The call made by the head of the WTO is significant, as it may assist nations on the continent in negotiating according to the principle of reciprocity, grounded in the national interests of each country. However, Africans possess a wealth of opportunities within their own borders. These opportunities could potentially elevate the continent to a prominent position on the global political and economic stage, providing substantial leverage. Engaging in trade among themselves is crucial to alleviating the impending threat of the current global trade war.
While appealing to Washington to consider exemptions for the poorest nations, Okonjo-Iweala said the continent must not wait for outside leniency. She said the message is simply that Africa must become more self-reliant. To achieve that, she emphasized the urgent need to mobilize domestic resources, streamline regulatory bottlenecks, and, above all, deepen intra-African trade, which currently accounts for only 16 percent to 20 percent of the continent’s commerce.

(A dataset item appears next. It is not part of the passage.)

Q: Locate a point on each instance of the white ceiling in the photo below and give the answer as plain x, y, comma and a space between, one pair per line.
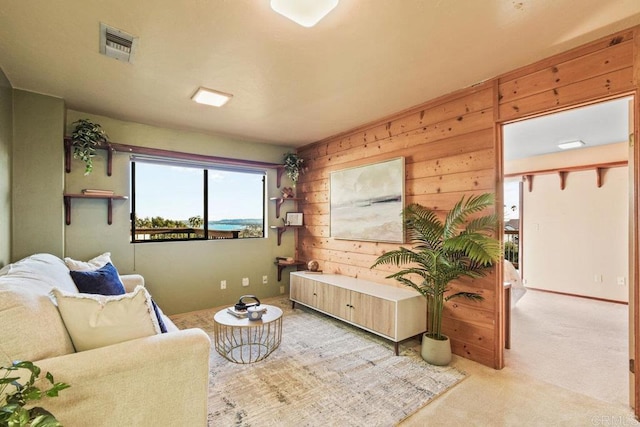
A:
292, 85
599, 124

Here is the remedy. The African Continental Free Trade Area (AfCFTA) encompassing 54 nations over 1.3 billion people is no longer a bureaucratic dream but an urgent lifeline. The effective execution of this agreement is anticipated to enhance intra-African trade and generate opportunities for Africa to industrialize and increase its competitiveness in the global market. As global trade fragments, Africa’s internal market projected to hit $3.4 trillion by 2030 becomes the ultimate insulator.

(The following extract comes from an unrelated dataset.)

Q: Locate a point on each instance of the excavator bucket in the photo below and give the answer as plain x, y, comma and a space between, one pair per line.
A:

Such synergies are latent. AfCFTA’s reduction of 90% intra-African tariffs makes them viable and urgent, as Chinese manufacturers, locked out of U.S. markets, may flood Africa with cheap goods, undercutting nascent industries.
Bilateral pleas have failed. Lesotho’s delegations secured only partial tariff reductions South Africa’s White House meeting yielded symbolism, not salvation. Unity is non-negotiable. As AU Chair João Lourenço could broker a grand bargain duty-free access for U.S. firms to Africa’s booming consumer markets in exchange for tariff relief on African apparel and agro-processing. Simultaneously, Africa’s critical minerals 92% of Botswana’s exports, 81% of DRC’s grant leverage. The U.S. needs cobalt for EVs and platinum for hydrogen Africa need not surrender it cheaply.
Trump’s tariffs are a searing indictment of global trade’s hypocrisy but also Africa’s historic fragmentation. The answer isn’t despair but defiance through integration. Implementation accelerants are critical. Pilot transactions between Kenya, Ghana, Egypt, and South Africa must scale from hundreds to millions of shipments.
Lesotho’s textile workers deserve subsidies for retraining or factory pivots to regional markets. China’s offer of duty-free access to 53 African nations, excluding, must be leveraged, but cautiously avoiding new dependency traps.
As Wamkele Mene, AfCFTA Secretary-General, declares, “No single market will survive alone. Our combined population is our power”. The tariff storm may rage, but within it, Africa plants the seeds of an irreversible economic emancipation. Let factories hum in Lagos for Addis consumers, let Congolese tech startups scale in Johannesburg hubs. When trade walls rise, continents that trade with themselves thrive. Africa’s moment is not coming; it is here, forged in the fire of unjust tariffs and seized by continental vision.